230722 彼らを魚に

昼、透きとおった建物の中に大勢の人がいて、何かの催しをしている。
奥の暗い部屋——夜だったのかもしれない——で他のことに気を取られている間に、隣の明るい部屋では嵐が過ぎたらしい。
部屋は入り口の一角を除いて、はてしなく続く眩い海辺だった。
波打ち際に知らない男性が一人倒れている。
雷に打たれたのだ。
彼の体は半ば波に沈み、少し離れたところから心配そうに彼を見つめる人々の足元も、寄せる波に浸かっている。
幸いにも彼は生きていた。
長い黒髪は先端が焦げていたので、近くにいた人が毛先をハサミで切ると、全体が少し短くなり、蘇るように美しく波打つ。

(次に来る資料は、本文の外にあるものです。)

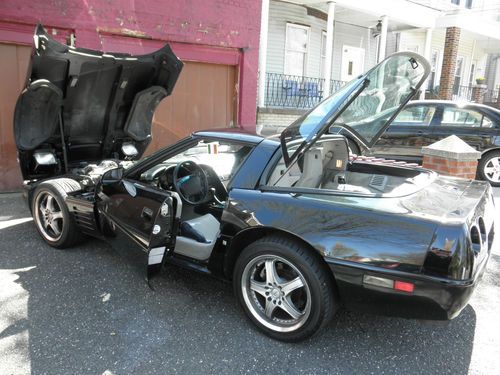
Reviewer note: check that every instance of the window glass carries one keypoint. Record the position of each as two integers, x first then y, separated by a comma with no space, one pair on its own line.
461,117
297,38
418,115
487,123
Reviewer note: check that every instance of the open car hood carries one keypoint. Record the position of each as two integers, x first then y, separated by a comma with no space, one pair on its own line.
82,106
363,108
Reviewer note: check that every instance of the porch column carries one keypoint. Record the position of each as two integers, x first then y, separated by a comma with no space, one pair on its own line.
264,27
329,48
383,38
427,55
449,63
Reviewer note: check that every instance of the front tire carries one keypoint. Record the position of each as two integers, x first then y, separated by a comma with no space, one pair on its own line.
51,215
285,291
489,168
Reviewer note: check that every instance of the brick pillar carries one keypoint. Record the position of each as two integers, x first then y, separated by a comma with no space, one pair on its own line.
478,92
449,63
451,157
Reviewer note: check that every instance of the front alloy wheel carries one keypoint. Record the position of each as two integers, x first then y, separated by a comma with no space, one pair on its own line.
489,168
284,288
49,216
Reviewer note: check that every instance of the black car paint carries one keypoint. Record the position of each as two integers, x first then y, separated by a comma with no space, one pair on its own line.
82,105
354,235
403,141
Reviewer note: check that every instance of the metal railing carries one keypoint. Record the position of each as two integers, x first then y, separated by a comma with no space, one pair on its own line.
492,96
288,91
461,92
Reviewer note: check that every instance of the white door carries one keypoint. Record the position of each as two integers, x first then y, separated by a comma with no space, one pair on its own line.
353,62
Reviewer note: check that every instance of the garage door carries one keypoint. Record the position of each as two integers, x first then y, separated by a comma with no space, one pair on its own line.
204,97
14,61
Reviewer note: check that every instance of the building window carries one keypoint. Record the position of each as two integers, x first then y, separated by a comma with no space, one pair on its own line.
434,68
297,40
323,55
472,73
459,69
465,3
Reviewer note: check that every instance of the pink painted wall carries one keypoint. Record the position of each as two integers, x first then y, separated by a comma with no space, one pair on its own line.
218,31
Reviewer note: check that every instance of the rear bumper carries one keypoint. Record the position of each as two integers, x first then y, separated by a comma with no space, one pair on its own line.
433,298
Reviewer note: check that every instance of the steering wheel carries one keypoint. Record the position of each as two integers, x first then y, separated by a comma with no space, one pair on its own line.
191,182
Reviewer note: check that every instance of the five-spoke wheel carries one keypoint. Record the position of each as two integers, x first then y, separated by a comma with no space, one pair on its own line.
52,218
489,168
276,293
49,216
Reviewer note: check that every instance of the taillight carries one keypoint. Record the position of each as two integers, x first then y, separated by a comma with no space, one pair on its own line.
383,282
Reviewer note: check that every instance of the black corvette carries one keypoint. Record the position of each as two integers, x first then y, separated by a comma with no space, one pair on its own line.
297,225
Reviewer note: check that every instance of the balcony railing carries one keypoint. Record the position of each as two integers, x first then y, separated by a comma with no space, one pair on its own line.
492,96
461,92
288,91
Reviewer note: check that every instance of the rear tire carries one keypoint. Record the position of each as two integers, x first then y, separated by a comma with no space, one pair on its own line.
353,147
293,304
489,168
51,215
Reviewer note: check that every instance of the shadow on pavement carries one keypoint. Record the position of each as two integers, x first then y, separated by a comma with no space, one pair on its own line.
88,311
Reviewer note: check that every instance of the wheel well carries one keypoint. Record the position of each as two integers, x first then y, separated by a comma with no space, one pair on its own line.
247,236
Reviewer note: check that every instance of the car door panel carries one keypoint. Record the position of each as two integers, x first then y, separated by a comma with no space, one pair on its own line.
140,222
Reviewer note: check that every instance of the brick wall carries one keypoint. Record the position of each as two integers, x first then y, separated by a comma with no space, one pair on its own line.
272,121
450,52
219,24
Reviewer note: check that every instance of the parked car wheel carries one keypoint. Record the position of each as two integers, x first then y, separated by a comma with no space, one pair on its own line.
285,291
489,168
50,212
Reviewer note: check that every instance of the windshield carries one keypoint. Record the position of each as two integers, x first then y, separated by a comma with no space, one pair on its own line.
366,105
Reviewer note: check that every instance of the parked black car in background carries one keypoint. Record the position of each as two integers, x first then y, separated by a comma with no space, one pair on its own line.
422,123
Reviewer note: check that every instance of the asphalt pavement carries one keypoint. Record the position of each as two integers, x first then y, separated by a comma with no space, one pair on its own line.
88,311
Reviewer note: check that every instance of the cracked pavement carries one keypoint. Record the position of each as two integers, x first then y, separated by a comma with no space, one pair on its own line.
87,311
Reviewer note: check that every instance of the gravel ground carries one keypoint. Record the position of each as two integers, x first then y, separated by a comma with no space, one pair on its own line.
87,311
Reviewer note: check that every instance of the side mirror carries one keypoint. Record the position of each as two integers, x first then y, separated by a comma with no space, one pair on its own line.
112,175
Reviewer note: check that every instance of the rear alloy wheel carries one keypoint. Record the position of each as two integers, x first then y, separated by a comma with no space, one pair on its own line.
283,289
51,215
489,168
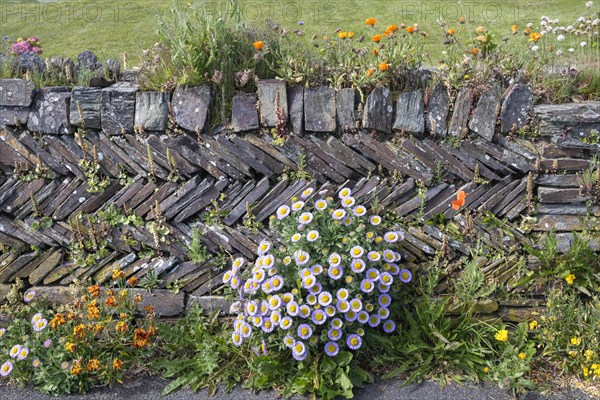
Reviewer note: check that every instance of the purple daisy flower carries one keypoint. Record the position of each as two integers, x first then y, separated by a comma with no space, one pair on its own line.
319,317
354,341
304,331
331,348
405,276
389,326
367,285
335,273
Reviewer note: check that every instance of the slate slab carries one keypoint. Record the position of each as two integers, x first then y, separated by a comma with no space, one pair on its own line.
16,92
516,108
190,107
267,93
462,109
483,121
319,109
346,103
118,108
152,110
90,105
50,111
244,115
295,96
437,111
14,116
410,113
378,111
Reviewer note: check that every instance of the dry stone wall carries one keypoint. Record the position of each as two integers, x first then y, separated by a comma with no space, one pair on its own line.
152,155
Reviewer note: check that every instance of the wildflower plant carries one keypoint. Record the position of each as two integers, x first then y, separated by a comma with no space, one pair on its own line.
92,340
333,281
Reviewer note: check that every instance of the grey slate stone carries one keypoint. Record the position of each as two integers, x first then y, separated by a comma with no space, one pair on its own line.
410,113
190,107
516,107
50,111
16,92
10,116
379,110
267,91
90,102
319,109
346,103
437,111
462,109
295,96
118,108
152,110
244,115
483,121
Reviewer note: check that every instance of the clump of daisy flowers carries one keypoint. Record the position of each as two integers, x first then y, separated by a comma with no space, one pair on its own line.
334,280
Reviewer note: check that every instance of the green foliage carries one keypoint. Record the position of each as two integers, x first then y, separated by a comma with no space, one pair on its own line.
198,353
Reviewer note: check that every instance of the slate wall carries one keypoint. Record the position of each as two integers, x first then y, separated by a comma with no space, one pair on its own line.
412,151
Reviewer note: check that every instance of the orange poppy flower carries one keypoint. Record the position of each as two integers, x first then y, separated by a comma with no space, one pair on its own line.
371,21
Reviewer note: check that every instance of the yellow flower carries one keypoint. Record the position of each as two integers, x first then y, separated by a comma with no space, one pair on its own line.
570,279
371,21
502,335
533,325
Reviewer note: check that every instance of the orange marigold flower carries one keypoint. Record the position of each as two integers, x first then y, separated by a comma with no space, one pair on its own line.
117,364
111,301
93,365
121,327
132,281
70,346
534,37
371,21
117,274
94,290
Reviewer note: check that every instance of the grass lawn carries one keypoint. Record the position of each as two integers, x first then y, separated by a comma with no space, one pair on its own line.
109,28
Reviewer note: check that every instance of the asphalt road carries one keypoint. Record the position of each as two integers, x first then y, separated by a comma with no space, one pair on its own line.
149,388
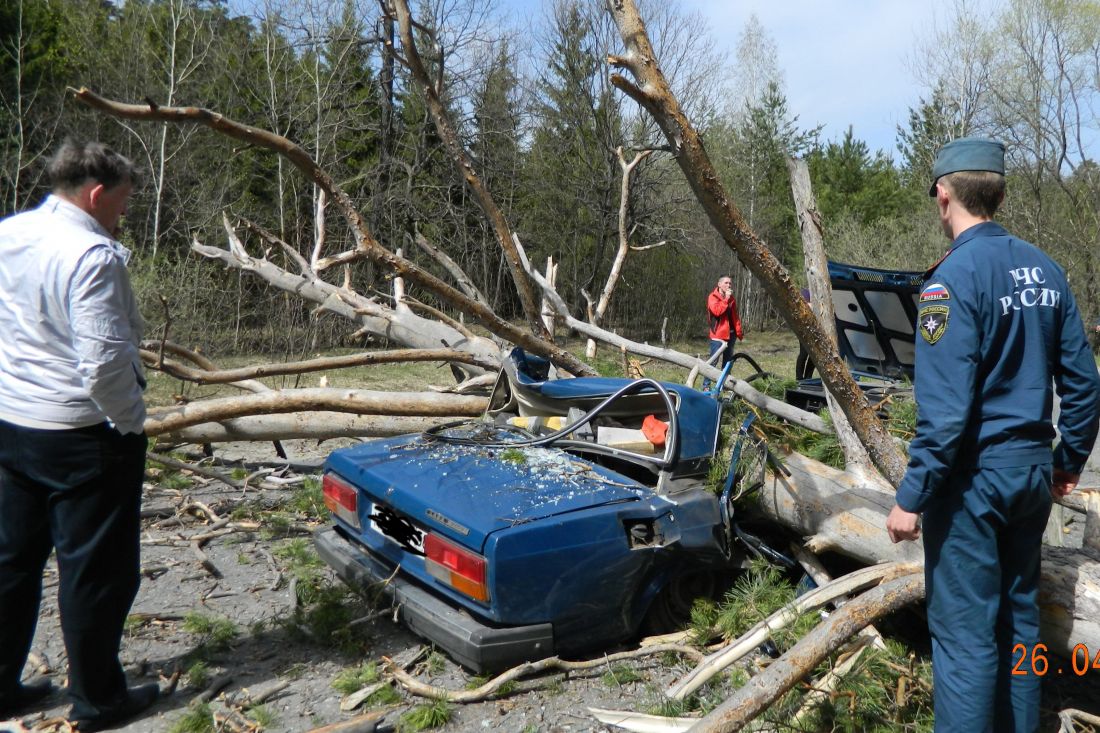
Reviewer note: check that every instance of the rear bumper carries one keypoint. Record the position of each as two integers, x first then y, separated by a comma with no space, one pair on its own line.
470,642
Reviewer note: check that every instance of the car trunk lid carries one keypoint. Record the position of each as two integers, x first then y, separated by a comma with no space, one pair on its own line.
469,491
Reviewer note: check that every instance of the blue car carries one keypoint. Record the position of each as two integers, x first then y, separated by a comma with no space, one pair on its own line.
572,517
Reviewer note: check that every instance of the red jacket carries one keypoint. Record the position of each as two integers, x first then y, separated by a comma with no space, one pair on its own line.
723,316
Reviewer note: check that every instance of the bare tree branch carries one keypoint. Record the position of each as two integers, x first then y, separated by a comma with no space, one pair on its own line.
653,94
367,247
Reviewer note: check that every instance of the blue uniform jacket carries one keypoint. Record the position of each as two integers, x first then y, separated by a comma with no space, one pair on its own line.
998,327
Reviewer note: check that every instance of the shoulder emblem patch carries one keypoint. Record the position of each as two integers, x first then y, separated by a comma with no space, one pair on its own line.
932,321
935,292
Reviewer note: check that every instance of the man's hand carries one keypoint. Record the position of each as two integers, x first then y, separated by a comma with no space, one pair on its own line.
903,525
1064,482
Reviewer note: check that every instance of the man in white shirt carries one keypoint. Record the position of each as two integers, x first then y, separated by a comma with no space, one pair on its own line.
72,438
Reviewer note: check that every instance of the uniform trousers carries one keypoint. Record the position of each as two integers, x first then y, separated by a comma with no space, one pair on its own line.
981,548
77,491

生きてはいたけれど、なぜか彼は魚になる必要があるらしかった。
ふと、彼の妻はどうなるのだろうと思い、集まっている人々の中に目をやると、幼児を抱いた女性がいて、目が合うとうなずき、夫と共に自分も魚になる、と言っているような気がした。

私は一匹の物知りの魚に連れられて、「魚の神様」に彼らを魚にしてもらえるよう頼みに行く。
明るい波間を小さな魚になって泳いでいくのは、とても心地よかった。
沖合の水面に可愛らしい「魚の神様」が銀青色の顔を出していて、一語一語丁寧に、
「彼らを魚にしてください」
と頼む。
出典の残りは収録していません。